Dans les deux cas, l’idée est d’arriver par l’imposition d’un champ externe suffisamment fort à réaligner l’orientation des unités de base dans la direction de ce champ et ce, à l’endroit ou à l’envers.
Cette image est très différente de celle des grumeaux : dans un cas on écrase ou on explose, dans l’autre on réaligne en forçant chaque entité à se repositionner en pour ou contre une force externe supérieure clivante. Rien de tout cela n’est, néanmoins, très démocratique…
Remettre de l’ordre
J’en arrive à trois pistes :
Le mixer, c’est la guerre : une stratégie historique, validée à maintes reprises et parfaitement efficace quand une société va mal, ça remet de la cohésion sociale, un sens des priorités et en plus ça relance l’industrie (NDLR : humour désespéré, évidemment). Envoyer se battre ensemble en Ukraine les militants gauchistes parisiens, les féministes radicales, les islamistes et les porte flingue du RN avec pour faire bonne mesure quelques ultralibéraux de bonne famille, les imaginer ramper dans la neige et la gadoue contre les Russes et les Nord-Coréens, ça peut faire envie… Ils y retrouveraient un vrai amour de la démocratie libérale et sociale qu’ils détestent tant et qui leur permet néanmoins aujourd’hui de ne pas vivre si mal que ça. Sauf qu’évidemment, dans la réalité, la guerre reste la dernière option et j’espère profondément qu’on n’aura pas besoin de s’y engager.
L’écrabouillage sur un tamis, c’est la justice : je suis assez convaincu qu’il serait pertinent de mobiliser une petite équipe efficace de surveillance et rétablissement des valeurs républicaines sur les réseaux sociaux en attaquant rapidement et systématiquement dans le cadre de la loi du 29 juillet 1881 pour lutter contre les fake news (art. 27), les injures (art. 29 et 33), et la provocation aux crimes, délits, discrimination, haine ou violence (art. 23 et 24), et en apportant un canal rapide d’actions en soutien à tous ceux qui s’estiment victimes de diffamation (art. 29 et 32).

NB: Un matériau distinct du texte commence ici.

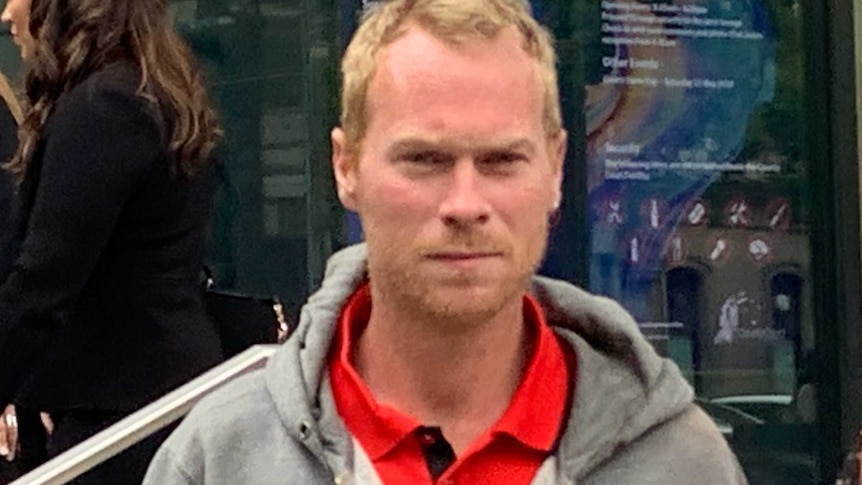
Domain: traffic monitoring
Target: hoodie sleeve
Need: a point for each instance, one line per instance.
(167, 469)
(686, 450)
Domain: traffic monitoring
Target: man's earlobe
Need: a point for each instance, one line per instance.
(344, 168)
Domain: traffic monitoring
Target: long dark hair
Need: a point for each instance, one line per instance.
(75, 38)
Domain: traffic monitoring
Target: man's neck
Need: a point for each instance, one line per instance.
(462, 381)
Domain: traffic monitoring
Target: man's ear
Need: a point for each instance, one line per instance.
(557, 152)
(344, 166)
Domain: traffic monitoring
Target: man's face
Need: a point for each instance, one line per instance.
(456, 176)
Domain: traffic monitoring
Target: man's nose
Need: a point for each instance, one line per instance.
(465, 202)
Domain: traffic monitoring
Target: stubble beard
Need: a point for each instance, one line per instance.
(462, 299)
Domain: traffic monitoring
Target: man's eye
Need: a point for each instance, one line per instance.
(502, 159)
(424, 158)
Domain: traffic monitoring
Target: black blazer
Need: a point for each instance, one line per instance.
(100, 303)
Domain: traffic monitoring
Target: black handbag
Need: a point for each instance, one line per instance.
(243, 320)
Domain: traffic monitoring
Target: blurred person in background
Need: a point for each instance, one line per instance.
(433, 354)
(101, 310)
(33, 437)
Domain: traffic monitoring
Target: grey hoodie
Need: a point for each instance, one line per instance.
(632, 418)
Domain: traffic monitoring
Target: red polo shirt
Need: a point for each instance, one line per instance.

Enfin, le réalignement des spins, il nous est offert aujourd’hui par les invraisemblables politiques menées par Donald Trump et Elon Musk : il se pose une vraie question de civilisation et de valeurs qui impacte frontalement tout ce qui a été construit depuis 1945 en Europe et dont nous sommes collectivement, à la fois les bénéficiaires privilégiés et les héritiers responsables. Se coucher ou résister, s’adapter mais en préservant quel socle, voilà des questions clés pour notre avenir qui peuvent créer un champ de polarisation écrasant forçant chacun à sortir de ses petites questions nombrilo-existentielles et à se reposer la question de ce qu’est notre société française et européenne en 2025.
Youhou les Trolls : le monde existe !
Car, enfin, oui : le monde existe ! Quand on ferme X, Insta, BlueSky ou Facebook, il y a dehors des rues, des bâtiments, des champs, des maisons, des forêts, des banlieues, des trains, des entreprises, des petits commerces, des marchés, des livreurs, des hôpitaux, des profs et des instits, des policiers, des trafiquants de drogue, des artisans, des agriculteurs, des consultants, des ingénieurs, des médecins, des chefs d’entreprise, des infirmières, des caissières de supermarché, et même des élus locaux ou nationaux, des étudiants, des enfants dans les crèches et les écoles, des retraités qui se baladent, des investisseurs, des malades dans leur lit, des musiciens, des sportifs, des vieux qui jouent à la belote en EHPAD et mon coiffeur qui s’intéresse à l’I.A. !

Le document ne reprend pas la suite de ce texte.